Kampf der Enzyme oder Kuss der Polypen
Die Bildauflösung ist respektabel: Auf den Aufnahmen lassen sich mikrometerfeine Details erkennen. Getestet haben Treibitz und ihre Kollegen das Mikroskop in einem Korallenriff im Roten Meer. Unter anderem setzten sie millimeterkleine Korallenpolypen nebeneinander und beobachteten über Stunden, was passiert. Das Resultat: ein eindrucksvolles Zeitraffer-Video.
"Was man auf unseren Aufnahmen sehen kann: Die Korallen haben miteinander gekämpft, ein regelrechter Revierkampf. Mit unserem Mikroskop konnten wir genau beobachten, wie sich dieser Kampf entwickelt hat: Am Anfang tasteten sich die Polypen gegenseitig ab, um sich dann immer aggressiver zu bekämpfen."

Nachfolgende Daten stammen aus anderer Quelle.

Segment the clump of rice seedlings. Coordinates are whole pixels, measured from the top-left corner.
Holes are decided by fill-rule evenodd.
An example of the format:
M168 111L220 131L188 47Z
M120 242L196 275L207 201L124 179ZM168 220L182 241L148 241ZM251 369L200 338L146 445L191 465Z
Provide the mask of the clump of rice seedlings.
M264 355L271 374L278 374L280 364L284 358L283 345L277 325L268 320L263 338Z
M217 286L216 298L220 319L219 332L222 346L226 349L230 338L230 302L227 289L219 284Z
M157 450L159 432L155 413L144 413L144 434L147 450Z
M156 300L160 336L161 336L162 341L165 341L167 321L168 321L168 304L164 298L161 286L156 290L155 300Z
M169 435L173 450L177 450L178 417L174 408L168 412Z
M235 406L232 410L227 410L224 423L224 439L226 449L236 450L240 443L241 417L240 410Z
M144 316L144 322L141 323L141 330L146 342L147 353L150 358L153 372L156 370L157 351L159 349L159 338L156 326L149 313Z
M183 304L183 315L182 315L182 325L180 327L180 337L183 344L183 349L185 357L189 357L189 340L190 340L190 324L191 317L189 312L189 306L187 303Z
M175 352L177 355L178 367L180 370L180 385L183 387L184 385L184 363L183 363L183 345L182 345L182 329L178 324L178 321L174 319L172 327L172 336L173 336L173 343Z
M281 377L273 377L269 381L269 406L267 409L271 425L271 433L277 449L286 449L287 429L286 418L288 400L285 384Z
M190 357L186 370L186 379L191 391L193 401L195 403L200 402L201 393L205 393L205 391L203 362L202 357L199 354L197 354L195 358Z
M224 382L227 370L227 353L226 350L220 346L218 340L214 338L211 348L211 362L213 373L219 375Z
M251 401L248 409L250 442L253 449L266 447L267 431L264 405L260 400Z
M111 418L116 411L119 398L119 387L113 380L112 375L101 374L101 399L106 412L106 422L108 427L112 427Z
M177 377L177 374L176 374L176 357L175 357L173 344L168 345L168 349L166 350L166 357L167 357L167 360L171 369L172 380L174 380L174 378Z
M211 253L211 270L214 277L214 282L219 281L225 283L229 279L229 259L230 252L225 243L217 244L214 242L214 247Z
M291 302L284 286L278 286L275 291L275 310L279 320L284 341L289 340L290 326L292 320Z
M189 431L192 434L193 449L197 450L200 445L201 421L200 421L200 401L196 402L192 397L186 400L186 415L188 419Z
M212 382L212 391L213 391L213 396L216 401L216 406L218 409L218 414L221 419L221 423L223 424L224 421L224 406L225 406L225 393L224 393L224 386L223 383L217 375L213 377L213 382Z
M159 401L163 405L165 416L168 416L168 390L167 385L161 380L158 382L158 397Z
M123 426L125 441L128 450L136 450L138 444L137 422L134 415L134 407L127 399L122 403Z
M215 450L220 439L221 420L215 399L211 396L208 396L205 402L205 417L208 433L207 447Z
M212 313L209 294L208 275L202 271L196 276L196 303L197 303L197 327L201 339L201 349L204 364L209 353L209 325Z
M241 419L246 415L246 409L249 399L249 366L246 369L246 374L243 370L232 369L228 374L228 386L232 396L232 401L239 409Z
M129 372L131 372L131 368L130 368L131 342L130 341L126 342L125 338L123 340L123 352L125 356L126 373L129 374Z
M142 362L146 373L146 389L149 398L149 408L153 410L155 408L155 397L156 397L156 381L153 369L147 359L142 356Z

Und zwar attackierten sich die Winzlinge mit ihren Verdauungssäften – ein gnadenloser Kampf der Enzyme. In einem anderen Fall stülpten die Polypen ihre Verdauungsorgane nach außen, um sie mit ihren Nachbarn zu verschränken – ein bislang unbeobachtetes Verhalten, von den Forschern als "Kuss der Polypen" tituliert. Solches Treiben im marinen Mikrokosmos ließ sich bislang nur im Labor verfolgen. Mit dem neuen Unterwasser-Mikroskop sei das nun auch im Meer möglich, der natürlichen Umgebung der Lebewesen, sagt Tali Treibitz. Und neben Korallen will sie künftig auch andere Winzlinge unter die Lupe nehmen, Muscheln etwa oder auch Algen.